The blog reports: “To investigate this issue in more depth, we use a detailed structural model to identify the most important forces that can explain comovement in natural rates over the past 40 years. On top of global forces that impact net capital flows, we find that total factor productivity growth (the total amount of output produced with all factor inputs in the economy) and demographic forces, such as changes in fertility and mortality rates or time spent in retirement, are major drivers of the decline in natural rates.”
The truth we know
This rings a bell. I found The Great Demographic Reversal, by Charles Goodhart and Manoj Pradhan, enlightening. Demographics do seem to be at play over the long haul. China joined the WTO in 2001 lowering, at a stroke, global wages. The unification of Germany (Belin Wall, 1989) helped lower wages in Europe. Other research also shows how populations have been growing over the last 30-40 years.
I continue to study productivity too. Global Productivity – Trends, Drivers, and Polices, from the World Bank Group, suggests that productivity is in the tank. It has been declining or flat for 20-30 years, depending on what metrics you use. Despite all our efforts with training and technology, the data suggests we are now more productive. Our economies are larger, for sure, but work and production are quire different to productivity.
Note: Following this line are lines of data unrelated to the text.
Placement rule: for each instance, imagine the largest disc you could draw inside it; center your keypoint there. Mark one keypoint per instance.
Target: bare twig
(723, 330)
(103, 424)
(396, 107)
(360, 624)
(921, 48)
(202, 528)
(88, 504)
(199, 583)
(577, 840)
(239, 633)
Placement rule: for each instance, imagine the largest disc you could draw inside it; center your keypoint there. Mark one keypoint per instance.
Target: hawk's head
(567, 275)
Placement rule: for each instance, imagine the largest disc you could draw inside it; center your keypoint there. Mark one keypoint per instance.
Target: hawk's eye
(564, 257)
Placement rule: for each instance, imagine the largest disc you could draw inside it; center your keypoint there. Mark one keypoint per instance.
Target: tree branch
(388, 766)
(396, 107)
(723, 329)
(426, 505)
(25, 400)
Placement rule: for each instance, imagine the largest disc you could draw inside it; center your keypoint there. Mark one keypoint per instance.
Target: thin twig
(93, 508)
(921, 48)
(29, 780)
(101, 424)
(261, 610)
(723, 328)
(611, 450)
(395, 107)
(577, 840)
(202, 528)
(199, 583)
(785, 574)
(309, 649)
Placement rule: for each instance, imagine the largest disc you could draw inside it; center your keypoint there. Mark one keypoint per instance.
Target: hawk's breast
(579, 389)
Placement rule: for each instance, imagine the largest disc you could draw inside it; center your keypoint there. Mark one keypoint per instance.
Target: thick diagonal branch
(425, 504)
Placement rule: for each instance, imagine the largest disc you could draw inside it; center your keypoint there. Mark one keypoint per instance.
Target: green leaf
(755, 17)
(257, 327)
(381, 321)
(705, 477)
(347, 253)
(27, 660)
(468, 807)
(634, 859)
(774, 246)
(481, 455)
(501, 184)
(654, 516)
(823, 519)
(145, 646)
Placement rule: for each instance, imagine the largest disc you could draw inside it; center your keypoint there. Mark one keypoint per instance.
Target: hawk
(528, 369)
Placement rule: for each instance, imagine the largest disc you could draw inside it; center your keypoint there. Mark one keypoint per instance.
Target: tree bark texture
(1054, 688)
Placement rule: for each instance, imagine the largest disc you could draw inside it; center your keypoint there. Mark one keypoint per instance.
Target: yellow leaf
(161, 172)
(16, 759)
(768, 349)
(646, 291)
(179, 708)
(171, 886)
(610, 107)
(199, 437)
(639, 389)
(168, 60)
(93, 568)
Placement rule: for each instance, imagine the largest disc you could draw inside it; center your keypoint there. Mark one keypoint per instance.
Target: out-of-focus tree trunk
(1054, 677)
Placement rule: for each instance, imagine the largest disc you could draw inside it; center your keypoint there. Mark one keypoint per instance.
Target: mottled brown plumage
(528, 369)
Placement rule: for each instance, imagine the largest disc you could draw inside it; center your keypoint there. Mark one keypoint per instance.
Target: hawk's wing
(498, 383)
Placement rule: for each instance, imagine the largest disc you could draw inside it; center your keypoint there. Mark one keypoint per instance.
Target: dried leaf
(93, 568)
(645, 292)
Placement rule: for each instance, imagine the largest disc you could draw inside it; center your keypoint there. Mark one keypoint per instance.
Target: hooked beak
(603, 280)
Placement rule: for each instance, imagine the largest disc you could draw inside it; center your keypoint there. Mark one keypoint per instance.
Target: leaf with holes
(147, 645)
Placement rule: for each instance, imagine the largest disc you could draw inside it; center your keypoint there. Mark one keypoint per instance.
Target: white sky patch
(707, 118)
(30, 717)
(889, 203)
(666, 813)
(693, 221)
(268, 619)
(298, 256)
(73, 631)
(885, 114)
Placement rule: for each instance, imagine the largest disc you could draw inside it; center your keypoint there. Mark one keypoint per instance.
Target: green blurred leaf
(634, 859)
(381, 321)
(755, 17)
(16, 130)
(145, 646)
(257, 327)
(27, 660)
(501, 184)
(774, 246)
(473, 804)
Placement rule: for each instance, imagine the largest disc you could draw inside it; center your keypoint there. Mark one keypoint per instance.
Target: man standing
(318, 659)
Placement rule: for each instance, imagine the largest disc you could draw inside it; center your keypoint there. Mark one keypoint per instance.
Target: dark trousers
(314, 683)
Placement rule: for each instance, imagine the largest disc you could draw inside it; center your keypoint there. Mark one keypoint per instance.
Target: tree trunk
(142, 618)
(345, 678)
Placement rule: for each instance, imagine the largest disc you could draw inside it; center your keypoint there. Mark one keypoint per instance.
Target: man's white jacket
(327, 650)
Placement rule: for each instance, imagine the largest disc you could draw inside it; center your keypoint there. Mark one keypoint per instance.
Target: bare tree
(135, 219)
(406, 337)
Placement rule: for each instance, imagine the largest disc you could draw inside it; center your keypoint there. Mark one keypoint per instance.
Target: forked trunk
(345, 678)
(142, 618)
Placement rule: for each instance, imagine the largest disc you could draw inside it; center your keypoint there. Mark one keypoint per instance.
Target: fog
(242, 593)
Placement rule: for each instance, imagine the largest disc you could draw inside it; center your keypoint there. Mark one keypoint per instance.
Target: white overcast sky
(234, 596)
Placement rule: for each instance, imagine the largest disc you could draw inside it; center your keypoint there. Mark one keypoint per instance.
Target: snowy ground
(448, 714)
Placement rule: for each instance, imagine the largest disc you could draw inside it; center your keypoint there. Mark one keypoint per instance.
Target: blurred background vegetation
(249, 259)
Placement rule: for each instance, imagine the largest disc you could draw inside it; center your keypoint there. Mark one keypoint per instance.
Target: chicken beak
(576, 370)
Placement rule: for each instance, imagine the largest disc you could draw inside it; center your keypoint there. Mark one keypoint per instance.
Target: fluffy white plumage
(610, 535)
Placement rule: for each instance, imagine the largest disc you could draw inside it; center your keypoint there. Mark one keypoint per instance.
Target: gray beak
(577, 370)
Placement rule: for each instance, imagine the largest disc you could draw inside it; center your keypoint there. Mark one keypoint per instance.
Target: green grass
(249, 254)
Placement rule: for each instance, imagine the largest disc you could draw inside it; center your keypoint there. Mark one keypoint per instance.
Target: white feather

An email is an email is an email, whether you are sitting in the bathroom, on a plane, or at your desk.
The IMF blog then also states: “Higher fiscal financing needs have pushed up real rates in some countries, like in Japan and Brazil.” This I get. Fiscal financing needs is now a universal challenge. The US has a problem since its fiscal policy is to increase debt and spending, just as its monetary policy seeks to tighten and slow down growth. The EU and UK is not that different. But these issues drive up rates.
A Disagreement?
And then the IMF loses me with this: “These factors are not likely to behave very differently in the future, so natural rates in advanced economies will likely remain low.” This I do not get at all.
- Demography has flipped (UN). Working populations are now declining in most industrial regions. China will no longer drive wages lower; it will soon start to drive wages higher, and for a long time. Populations are aging, and they will demand more healthcare, and consume their savings in retirements. This savings ratio will fall, and need for taxation will rise just as fewer people pay taxes.
- Productivity is not changing, at least not yet. We are all ever hopefully. I just blogged last week that generative AI might well be the change we were all looking for. But that is a big ask and it will take more than that to change global productivity.
So for me, three trends will converge and drive long term rates up. How can they remain low? What demographic trend lowers costs ? What productivity trend creates growth? What fiscal policy declines due to lower public sector needs? I can’t see any.
Keep your eye on the ball
Interest rates are important. The higher they are, the better capital allocation behaves. Or put another way, decision making works as we all know and love from business school. When rates are below zero, decision making is messed up. But as rates go up, returns on capital increase, and so your ROI promises for that next big IT, digital or AI project, has to grow too. Who would pay for a 2 year project that promises 5% if I can get 7% with financial investments? This is why demographics and productivity are so interesting. It changes everything, eventually.